10. The river of God’s grace
So how might we better understand, encounter, and identity God’s grace?” I have already alluded to a number of helpful models, analogies and metaphors. What I now mention, in seeking to bring this discussion to a closure, will only build upon and further clarify what I have already mentioned. Another biblical metaphor of God’s grace is that of the flowing river. We find the image in John 1:15: “From his fullness we have all received, grace upon grace.” The verb is not quite past tense; it is rather what we call an active indicative verb, conveying a continuous motion. God’s grace is still flowing! Yet even more illuminating is the term “upon.” We can translate “upon” as, “instead” or “after.” The image is that of one measure of “grace,” constantly being displaced by another measure of grace. It is just as when we watch the river’s flow of running water. New water displaces the water that was there a moment earlier. “Grace takes the place of grace . . . ever new . . . ever fresh.”[51] Grace then, is like water. And the water constantly flows downward, never upward.
To further help us appreciate the contours of God’s grace, I will draw attention to a recent living example of the “grace-lived” life: Brennan Manning. Manning is the author of the emerging classic, The Ragamuffin Gospel.[52] Critics have come to hail Manning’s book, The Ragamuffin Gospel, as a classic meditation, one of the best ever, on the grace of God. The subject of the whole text is grace, God’s grace. Yet it’s not just an exposition of God’s grace. It is rather a meditation on what a “grace-lived” life looks like and implies, in our 21st century first-world material and consumer and success-driven ethos.
Here is how Manning defines grace: “Grace is the active expression of his love.”[53] Manning’s title to his meditation, The Ragamuffin Gospel, directly infers his definition of grace as the “active expression” of God’s love. The word “ragamuffin” is rare. However, its meaning refers to a ragged, poorly clothed person; or a disreputable person. Manning came up with this peculiar title for his book from listening to a young lady describe her first ever reading on the life of Jesus in the Gospel of Luke. The young woman said, “Wow! Like Jesus has this totally intense thing for ragamuffins.” For there in the Gospel, as Manning was himself reminded, “Jesus spent a disproportionate amount of time with people . . . [like] the poor . . . the hungry, sinners, prostitutes, tax collectors . . . the downtrodden, the little ones, the least, the last . . . . In short, Jesus hung out with ragamuffins.”[54] If we want to receive God’s grace, we must take our place, not at the high seat, but at the lowest seat at the table. For only there, can we then hear the word, “Friend, come up higher” (Luke 14:10).

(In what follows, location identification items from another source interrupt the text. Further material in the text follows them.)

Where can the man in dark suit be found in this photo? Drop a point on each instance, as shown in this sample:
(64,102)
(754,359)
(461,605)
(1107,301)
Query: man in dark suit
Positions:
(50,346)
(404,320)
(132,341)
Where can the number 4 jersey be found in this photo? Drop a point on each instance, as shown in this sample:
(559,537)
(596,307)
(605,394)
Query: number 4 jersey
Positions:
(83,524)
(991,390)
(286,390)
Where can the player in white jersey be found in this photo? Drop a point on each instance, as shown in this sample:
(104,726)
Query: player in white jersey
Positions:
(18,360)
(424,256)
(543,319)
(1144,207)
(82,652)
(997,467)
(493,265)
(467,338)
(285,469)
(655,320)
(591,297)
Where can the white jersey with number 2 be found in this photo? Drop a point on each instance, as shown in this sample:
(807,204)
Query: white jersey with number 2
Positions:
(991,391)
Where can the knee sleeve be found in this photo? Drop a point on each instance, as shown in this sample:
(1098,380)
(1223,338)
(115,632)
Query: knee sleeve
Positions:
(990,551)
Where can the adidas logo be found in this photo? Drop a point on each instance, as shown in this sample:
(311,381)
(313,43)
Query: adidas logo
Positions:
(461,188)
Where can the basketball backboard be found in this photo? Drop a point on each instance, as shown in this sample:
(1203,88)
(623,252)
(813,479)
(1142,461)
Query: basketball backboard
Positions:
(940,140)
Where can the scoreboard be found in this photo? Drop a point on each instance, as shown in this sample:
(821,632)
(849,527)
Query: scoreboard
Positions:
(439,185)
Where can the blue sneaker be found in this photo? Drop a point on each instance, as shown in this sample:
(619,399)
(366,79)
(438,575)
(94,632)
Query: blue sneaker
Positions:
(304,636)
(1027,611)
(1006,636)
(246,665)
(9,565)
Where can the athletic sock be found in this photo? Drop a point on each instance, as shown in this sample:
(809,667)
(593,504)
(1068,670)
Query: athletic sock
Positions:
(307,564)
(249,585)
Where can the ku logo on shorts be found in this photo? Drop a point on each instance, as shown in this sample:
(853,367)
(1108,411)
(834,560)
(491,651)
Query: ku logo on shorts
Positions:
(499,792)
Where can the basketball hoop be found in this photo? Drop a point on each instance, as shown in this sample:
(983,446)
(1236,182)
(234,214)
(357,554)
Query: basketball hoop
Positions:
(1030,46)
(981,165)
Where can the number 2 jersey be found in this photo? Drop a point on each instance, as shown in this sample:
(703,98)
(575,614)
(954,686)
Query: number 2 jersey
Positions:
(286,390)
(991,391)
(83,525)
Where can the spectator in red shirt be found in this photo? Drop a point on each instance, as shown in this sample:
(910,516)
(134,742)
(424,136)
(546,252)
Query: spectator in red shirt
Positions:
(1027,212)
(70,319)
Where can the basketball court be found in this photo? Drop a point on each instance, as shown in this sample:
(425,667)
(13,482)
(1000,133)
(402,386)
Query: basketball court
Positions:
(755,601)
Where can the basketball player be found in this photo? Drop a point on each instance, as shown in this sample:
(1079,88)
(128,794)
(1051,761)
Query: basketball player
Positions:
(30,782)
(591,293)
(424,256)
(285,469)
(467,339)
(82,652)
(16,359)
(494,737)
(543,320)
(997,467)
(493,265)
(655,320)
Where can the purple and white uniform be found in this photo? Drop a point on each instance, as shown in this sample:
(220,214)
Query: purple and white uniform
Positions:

We can argue that Manning’s “storied” thesis is actually to some extent a more updated version of Bonhoeffer’s classic, The Cost of Discipleship. Contrary to popular Protestant thinking, God’s grace is far more that a purely transactional status God bestows upon us at the “new birth.” That is “cheap grace.” Conversion to Christ involves repentance; a willful turning towards a whole new paradigm on life. And with and through that turning, comes a whole new kind of lifestyle, that will create a definitive counter-cultural witness to our consensus around us, tangibly evidenced by how we create and expend our wealth. Manning’s Ragamuffin Gospel reflects the gist of Manning’s life teachings. What Manning has taught through his whole life’s existence, is a profound theological exposition into the meaning and very expression of God’s grace.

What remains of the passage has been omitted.